La Sève Française n'est pas la seule entreprise à s'être lancée dans ce micromarché de niche et le secteur ne cesse de se développer dans toutes les régions où l'on trouve des boulaies. Parmi les pionniers, les équipes du Domaine national de Chambord ont commencé à s'y intéresser en 2018 et, en 2019, le château a fait sa première récolte. « À l'époque, raconte Etienne Guillaumat, directeur de la chasse et de la forêt de Chambord, environ 400 bouleaux avaient été équipé de poches récoltées manuellement les ouvriers forestiers du Domaine. Puis nous nous sommes inspirés des retours d'expérience des récoltants d'érable au Canada pour développer les mêmes techniques. Et en 2021, la récolte s'est professionnalisée avec plus de 3,4 kilomètres de tuyaux installés pour relier plus de 600 arbres dans une parcelle en légère pente au cœur de la forêt. En 2021, par exemple nous avons produit 13.500 litres. Mais cette année s'annonce un peu moins favorable en raison notamment du changement climatique qui affecte la Sologne. Mais le produit fini demeure d'une très grande qualité.»

"Et en 2021, la récolte s'est professionnalisée avec plus de 3,4 kilomètres de tuyaux installés pour relier plus de 600 arbres dans une parcelle en légère pente au cœur de la forêt"
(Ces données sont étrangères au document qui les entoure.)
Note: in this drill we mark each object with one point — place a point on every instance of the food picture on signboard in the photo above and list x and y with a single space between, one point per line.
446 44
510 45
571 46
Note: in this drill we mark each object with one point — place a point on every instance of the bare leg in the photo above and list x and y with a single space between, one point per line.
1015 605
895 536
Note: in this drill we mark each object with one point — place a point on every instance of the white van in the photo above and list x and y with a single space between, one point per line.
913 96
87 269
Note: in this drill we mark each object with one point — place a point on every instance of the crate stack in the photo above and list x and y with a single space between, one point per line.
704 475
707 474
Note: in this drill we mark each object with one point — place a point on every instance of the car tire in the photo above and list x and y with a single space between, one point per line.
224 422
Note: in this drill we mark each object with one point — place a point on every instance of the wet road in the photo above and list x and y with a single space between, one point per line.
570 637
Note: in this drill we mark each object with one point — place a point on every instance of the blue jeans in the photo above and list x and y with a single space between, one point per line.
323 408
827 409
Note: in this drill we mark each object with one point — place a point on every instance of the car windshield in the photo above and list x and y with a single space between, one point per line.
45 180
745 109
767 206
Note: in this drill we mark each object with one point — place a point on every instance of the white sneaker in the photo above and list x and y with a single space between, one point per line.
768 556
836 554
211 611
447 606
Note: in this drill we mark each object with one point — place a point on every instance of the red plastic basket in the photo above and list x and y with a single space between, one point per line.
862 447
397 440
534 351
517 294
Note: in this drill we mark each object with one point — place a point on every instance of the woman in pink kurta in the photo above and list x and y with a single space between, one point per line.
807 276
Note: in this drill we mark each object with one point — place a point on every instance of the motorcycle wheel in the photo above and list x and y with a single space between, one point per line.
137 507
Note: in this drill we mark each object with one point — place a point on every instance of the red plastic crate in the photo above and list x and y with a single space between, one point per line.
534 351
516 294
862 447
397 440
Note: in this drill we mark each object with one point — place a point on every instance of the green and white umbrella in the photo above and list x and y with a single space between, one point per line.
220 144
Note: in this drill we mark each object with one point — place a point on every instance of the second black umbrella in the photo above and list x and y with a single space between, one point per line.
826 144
Etienne Guillaumat, directeur de la chasse et de la forêt de Chambord

Fragile, la sève fraîche doit en effet être consommée très vite. Et pour être consommable tout au long de l'année, l'eau de bouleau est souvent pasteurisée. « Nous avons choisi la pasteurisation et la mise en bouteille dans une entreprise locale afin de privilégier des circuits courts, précise Jean de Falandre. De même, nos bouteilles en verre sont consignées et notre produit est particulièrement mis en valeur dans plusieurs grandes enseignes de la région Ouest. » Jusqu'ici plutôt présente dans les linéaires des magasins bios, où la bouteille se vend autour de 10 euros le litre, l'eau de bouleau commence à séduire de plus en plus de consommateur en France qui découvrent ce nouveau produit du terroir. Peut-être est-ce aussi une bonne nouvelle pour la forêt et les boulaies, ces petits bois un peu magiques, nichés au plus profond des hautes futaies, qui méritent d'être protégés et mis en valeur.